The department reported more than 20,000 new infections on Friday, most of which were reported online by at-home rapid antigen tests, according to the South China Morning Post. The mailing out of at-home tests has helped the city to detect far more than its PCR testing facilities can process, and revealed an outbreak far worse than believed.
However, the true number is likely still far higher: researchers at the University of Hong Kong projected earlier this week that the true number of infections is closer to 3.6 million - half the population of the Chinese special administrative region.
While the city has shuttered some places such as gyms, restricted the hours of shops and imposed other social restrictions, their efforts pale in comparison to those seen just across the border in Guangdong. On Sunday, the 17.5 million residents of Shenzhen entered a week-long lockdown in which city officials will conduct three rounds of testing - a dramatic measure taken after just a few dozen cases were detected and in line with Beijing’s policy of “Zero Covid.”
On the mainland, 2,461 new cases were reported on Friday, nearly all of which were part of an outbreak in Jilin Province that officials are rushing to clamp down. For months, China has struggled successfully to keep the Omicron outbreak under control, putting to work a mass-testing infrastructure that has allowed it to test cities of tens of millions of people in a single day and to supply residents with the daily necessities while they remain in total social lockdown. So far it’s worked, sparing China the agony of the uncontrolled spread seen in other countries like the United States, where the death toll is approaching 1 million.
However, Hong Kong has no such infrastructure and can only test up to 300,000 test samples per day.

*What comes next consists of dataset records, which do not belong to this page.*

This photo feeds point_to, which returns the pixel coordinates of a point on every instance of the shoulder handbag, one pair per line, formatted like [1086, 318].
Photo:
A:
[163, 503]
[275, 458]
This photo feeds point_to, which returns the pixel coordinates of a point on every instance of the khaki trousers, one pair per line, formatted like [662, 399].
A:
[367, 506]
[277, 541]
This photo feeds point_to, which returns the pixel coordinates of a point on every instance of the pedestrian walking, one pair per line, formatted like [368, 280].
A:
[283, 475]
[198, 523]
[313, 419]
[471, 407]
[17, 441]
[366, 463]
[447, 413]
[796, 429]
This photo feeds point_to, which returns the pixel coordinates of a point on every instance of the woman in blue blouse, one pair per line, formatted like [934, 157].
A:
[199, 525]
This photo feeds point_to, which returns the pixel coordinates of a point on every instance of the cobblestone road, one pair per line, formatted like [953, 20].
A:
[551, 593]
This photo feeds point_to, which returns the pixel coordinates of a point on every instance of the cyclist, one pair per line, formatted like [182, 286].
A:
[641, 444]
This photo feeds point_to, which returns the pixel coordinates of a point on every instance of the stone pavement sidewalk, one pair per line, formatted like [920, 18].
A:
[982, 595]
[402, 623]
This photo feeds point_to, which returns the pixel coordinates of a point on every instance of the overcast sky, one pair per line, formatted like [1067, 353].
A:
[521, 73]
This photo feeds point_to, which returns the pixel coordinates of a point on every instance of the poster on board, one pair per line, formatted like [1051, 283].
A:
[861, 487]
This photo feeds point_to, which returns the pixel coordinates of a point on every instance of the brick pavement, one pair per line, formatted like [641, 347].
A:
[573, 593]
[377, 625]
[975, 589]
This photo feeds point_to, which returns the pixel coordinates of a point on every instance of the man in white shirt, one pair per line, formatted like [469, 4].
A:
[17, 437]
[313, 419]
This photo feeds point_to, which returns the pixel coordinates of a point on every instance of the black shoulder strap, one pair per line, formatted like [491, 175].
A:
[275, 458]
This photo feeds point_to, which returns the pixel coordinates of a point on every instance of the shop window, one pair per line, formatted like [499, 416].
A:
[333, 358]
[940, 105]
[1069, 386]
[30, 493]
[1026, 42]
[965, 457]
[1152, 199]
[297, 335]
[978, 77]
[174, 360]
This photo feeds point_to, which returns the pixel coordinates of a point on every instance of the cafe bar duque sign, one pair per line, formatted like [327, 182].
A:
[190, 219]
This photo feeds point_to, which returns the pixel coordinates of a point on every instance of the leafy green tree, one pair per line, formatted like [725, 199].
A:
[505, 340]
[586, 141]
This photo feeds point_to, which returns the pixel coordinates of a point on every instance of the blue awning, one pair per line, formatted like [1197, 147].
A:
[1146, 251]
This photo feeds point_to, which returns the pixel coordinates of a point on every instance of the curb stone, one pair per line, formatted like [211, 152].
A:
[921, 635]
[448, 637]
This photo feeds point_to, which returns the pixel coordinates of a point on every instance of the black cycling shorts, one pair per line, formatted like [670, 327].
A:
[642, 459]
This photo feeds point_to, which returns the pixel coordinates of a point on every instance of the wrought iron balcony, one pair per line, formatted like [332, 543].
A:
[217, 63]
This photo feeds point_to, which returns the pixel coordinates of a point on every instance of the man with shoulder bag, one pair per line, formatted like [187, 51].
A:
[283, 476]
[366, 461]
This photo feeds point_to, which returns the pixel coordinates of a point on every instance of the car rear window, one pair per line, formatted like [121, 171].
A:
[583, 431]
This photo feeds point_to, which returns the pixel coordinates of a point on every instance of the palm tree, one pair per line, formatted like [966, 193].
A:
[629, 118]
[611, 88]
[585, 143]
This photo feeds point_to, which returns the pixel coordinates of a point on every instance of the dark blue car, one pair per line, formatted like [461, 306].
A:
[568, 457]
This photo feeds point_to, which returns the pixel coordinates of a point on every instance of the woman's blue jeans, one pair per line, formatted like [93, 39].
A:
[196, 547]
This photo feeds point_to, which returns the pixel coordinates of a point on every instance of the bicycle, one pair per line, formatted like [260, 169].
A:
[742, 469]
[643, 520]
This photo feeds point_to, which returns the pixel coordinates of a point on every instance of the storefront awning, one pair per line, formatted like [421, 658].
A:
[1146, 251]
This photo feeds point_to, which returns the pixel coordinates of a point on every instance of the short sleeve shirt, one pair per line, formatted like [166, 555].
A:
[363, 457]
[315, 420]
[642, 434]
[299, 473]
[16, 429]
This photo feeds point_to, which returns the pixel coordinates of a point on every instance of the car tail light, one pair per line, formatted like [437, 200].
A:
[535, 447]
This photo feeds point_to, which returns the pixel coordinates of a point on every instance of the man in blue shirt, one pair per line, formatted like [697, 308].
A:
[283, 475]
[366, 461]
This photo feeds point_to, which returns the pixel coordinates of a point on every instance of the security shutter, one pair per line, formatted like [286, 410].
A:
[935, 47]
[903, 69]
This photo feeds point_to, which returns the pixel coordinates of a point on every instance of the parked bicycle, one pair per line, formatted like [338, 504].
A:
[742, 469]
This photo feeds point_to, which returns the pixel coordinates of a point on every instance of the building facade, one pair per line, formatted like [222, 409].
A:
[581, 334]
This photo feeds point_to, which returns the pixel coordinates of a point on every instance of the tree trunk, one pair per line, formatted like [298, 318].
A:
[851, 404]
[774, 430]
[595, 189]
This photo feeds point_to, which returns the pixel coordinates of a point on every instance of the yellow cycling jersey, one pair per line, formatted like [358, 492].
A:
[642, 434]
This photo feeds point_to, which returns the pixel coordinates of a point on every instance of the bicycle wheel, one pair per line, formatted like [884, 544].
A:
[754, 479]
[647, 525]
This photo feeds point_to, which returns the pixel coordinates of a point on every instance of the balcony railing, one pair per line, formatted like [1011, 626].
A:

“Hong Kong cannot be compared to mainland Chinese cities in many measures,” Hong Kong Chief Executive Carrie Lam said on Monday. “If you ask Hong Kong to learn from Shenzhen today and hold a three-round compulsory universal testing campaign within days, I’m afraid we don’t have that level of capacity.”
As a result, the city has pushed residents to get vaccinated or to complete their vaccination schedules, including opening up a fourth shot for immunocompromised people over the age of 11. Roughly 91% of the city has gotten at least one shot, and roughly three-quarters of the deaths have been people who were not immunized. There is also a fear that the immune protection of older or incomplete vaccination regimens are fading, leaving more already-vaccinated people vulnerable to infection. On Thursday, 206 people died, bringing the city’s total to 5,401.
To make matters worse, Lam’s government has repeatedly waffled on whether or not it would attempt such a lockdown, prompting waves of panicked buying that has led to shortages, but also harming the government’s credibility in handling the crisis.
“Honestly, I think government policies keep changing all the time and it’s hard for residents to follow,” resident Alison Hui told the Associated Press. “We don’t know if an announcement is real or not. It really makes us feel very worried.”